WHAT IS IT?
THE CHOREOGRAPHIC MARATHON is now ongoing for over 2 decades
deepening expressions across ALL GENRES and ALL FORMS of NEW CREATION in Movement Arts for over 25 years.
Take an idea and Run with it …
Question 1: How long is a marathon? 26.2 miles
Question 2: How long is the choreographic marathon? 26.2 hours +++ and continuing interaction over 4 months
Question 3: Why? To learn the Art of the Possible in a shared community pulling each other along not because it’s easy, but because it is hard, going deep inside yourself and drawing on inner creativity and strength that you might have never known even existed.
Days of ultra-Intensive Exchange, Development, Mentoring in Movement Arts Creation and Performance for established and emerging movement artists from all forms of dance and movement-based arts.
Bring a work or an idea from your genre - material to test, twist, develop, cut, reflect on, refashion, reason, rescue, refine. Work within your own creative process to deepen or stretch boundaries. Exchange in an environment of rigorous professional support. Move how you work forward. Share feedback and take it immediately back into the studio. Break blocks. Build creative stamina. Hit a wall. find the other side. Play with your demons. Wrestle with angels.

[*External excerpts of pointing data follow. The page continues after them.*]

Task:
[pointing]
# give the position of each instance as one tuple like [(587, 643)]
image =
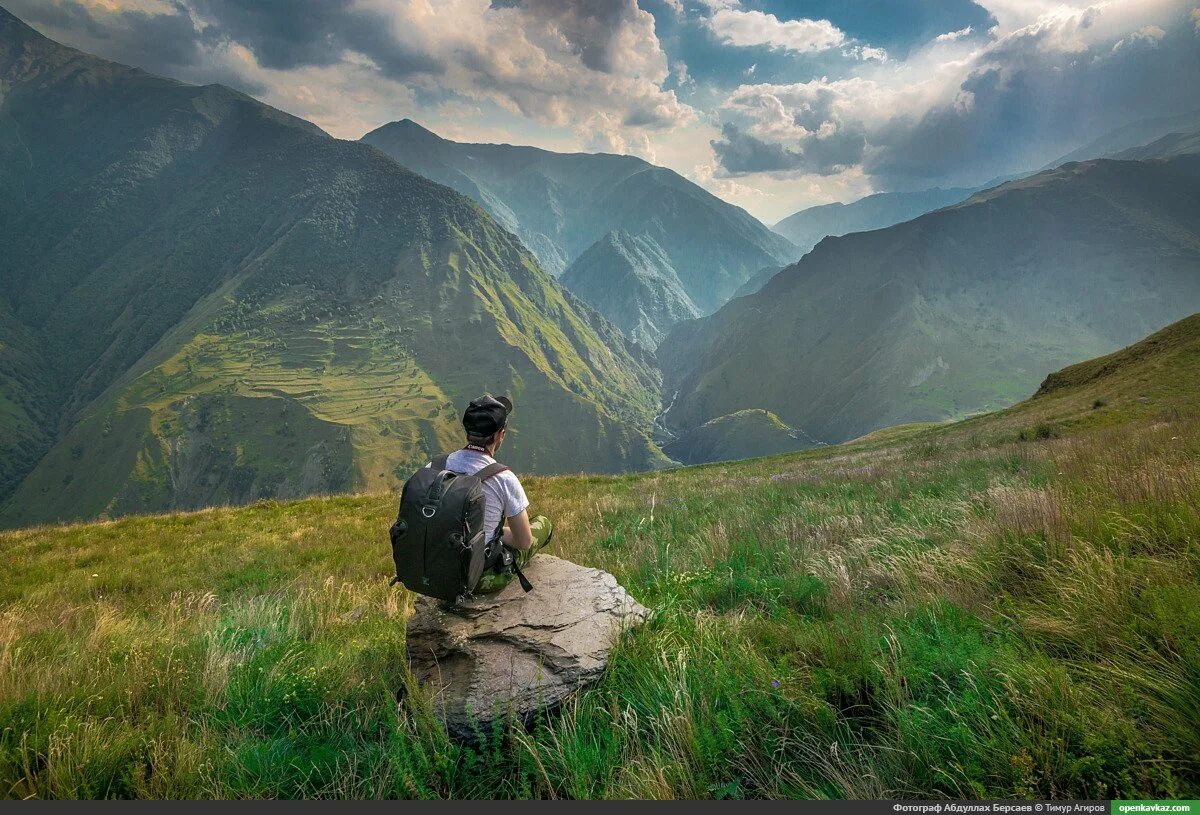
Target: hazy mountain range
[(207, 300), (561, 204), (960, 310), (808, 227), (629, 279)]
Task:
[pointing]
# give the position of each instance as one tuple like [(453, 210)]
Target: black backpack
[(438, 540)]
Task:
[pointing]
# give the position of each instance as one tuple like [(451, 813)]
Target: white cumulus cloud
[(755, 28)]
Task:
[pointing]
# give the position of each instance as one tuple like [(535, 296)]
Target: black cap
[(486, 415)]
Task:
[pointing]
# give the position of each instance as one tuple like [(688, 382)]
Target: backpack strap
[(493, 468), (525, 581)]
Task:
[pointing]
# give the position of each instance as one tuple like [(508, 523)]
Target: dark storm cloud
[(292, 34), (1030, 108), (1024, 100), (739, 153)]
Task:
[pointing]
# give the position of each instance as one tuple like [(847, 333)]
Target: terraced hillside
[(1003, 607), (207, 300)]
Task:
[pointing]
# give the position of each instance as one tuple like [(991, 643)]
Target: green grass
[(999, 607), (893, 618)]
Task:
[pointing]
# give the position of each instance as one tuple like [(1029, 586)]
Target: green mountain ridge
[(208, 300), (997, 609), (629, 280), (959, 311), (561, 204)]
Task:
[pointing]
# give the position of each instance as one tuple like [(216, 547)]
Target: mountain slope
[(808, 227), (933, 601), (629, 280), (743, 435), (960, 310), (222, 303), (1173, 144), (559, 204), (1128, 137)]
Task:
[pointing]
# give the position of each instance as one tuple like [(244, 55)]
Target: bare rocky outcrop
[(516, 652)]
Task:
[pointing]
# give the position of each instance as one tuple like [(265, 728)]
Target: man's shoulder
[(509, 475)]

Work in a way that has refreshed how you’ve created or performed before.
Lead mentor, Maxine Heppner has been leading creative development platforms for over 40 years in Canada & internationally. Her creations range from intimate chamber works to inter-medial installations, cross-collaborations and massive ensemble pieces. She has been honoured by the trust of colleagues and many Canadian and international awards and recognitions, since the 1970's. When faculty at Montreal’s Concordia University (1993-2000) she developed the choreographic marathon approach to enable movement artists to create within a continuous flow of idea, execution & reflection leading to a deepening of process & creation.
Co-mentors have included, with Maxine, renowned artists Susan Lee, Jessica Runge, Takako Segawa, Junia Mason, Kate Lynx Alsterlund, Michael Caldwell, Sashar Zarif, Charmaine Headley, Peter Jenkins, and other Across Oceans associates, who, over years have developed a coherent approach to this work.
Each Choreographic Marathon adjusts its approach in response to the work and may add specialists to support particular needs. Attention is given to creators' and performers' development and development of facilitation approaches.
Across Genres & Heritages of Movement Arts
The CM digs to the fundamentals of expression-through-movement, responding to diverse movement artists across generations with roots in many dance forms. To date: from 19-87yrs, with roots in Modern, Ballet, Break, Cypher, Afro-Caribbean, South-Asian, Classical-Japanese, Native-Canadian, Middle-Eastern, West, East & South African, LeCoq, Capoeira, Comedia del Arte, Contact, Gay Idiom, Body-Mind Centring, Deaf Sonics, Performance Art. Artists work within their own processes and developmental rhythms. Sessions are multilingual. The facilities are accessible. Some programs become international through online interactions.
Artists' common links
The desire to clarify and strengthen personal voices in new creations within their dance form, readiness to be challenged by people outside their normal frame of reference, and willingness to put personal artistic principles and ways of working under scrutiny through independent and mentored studio work and intense group feedback and support sessions, to deepen individual understandings and artistry.
The Choreographic Marathon is an Across Oceans Arts response to movement artists' quest to go beyond personal boundaries to discover deep personal creative resources for their new creations. Training, professional and critical expectations are demanding. Needed are introspection, clarity of intention, a deep understanding of movement itself, stamina and commitment to stick with “it” and an understanding of the public context of one’s work.
Maxine Heppner developed the Choreographic Marathon approach when teaching choreography at Concordia University (1993-2000) to solve the problem of creative development too often cut short, restricted by the mundane realities of studio times and a sense of working in creative vacuums. The first participating artists (including many current notables!) found that the intense non-stop work-time succeeded in providing an invaluable environment where they had to become absolutely honest about their work, expanding their creative capacities and producing surprising work in a compact amount of time. The CM approach continues to prove itself relevant guiding, cajoling, and supporting artists' personal and aesthetic development, at different stages of their careers.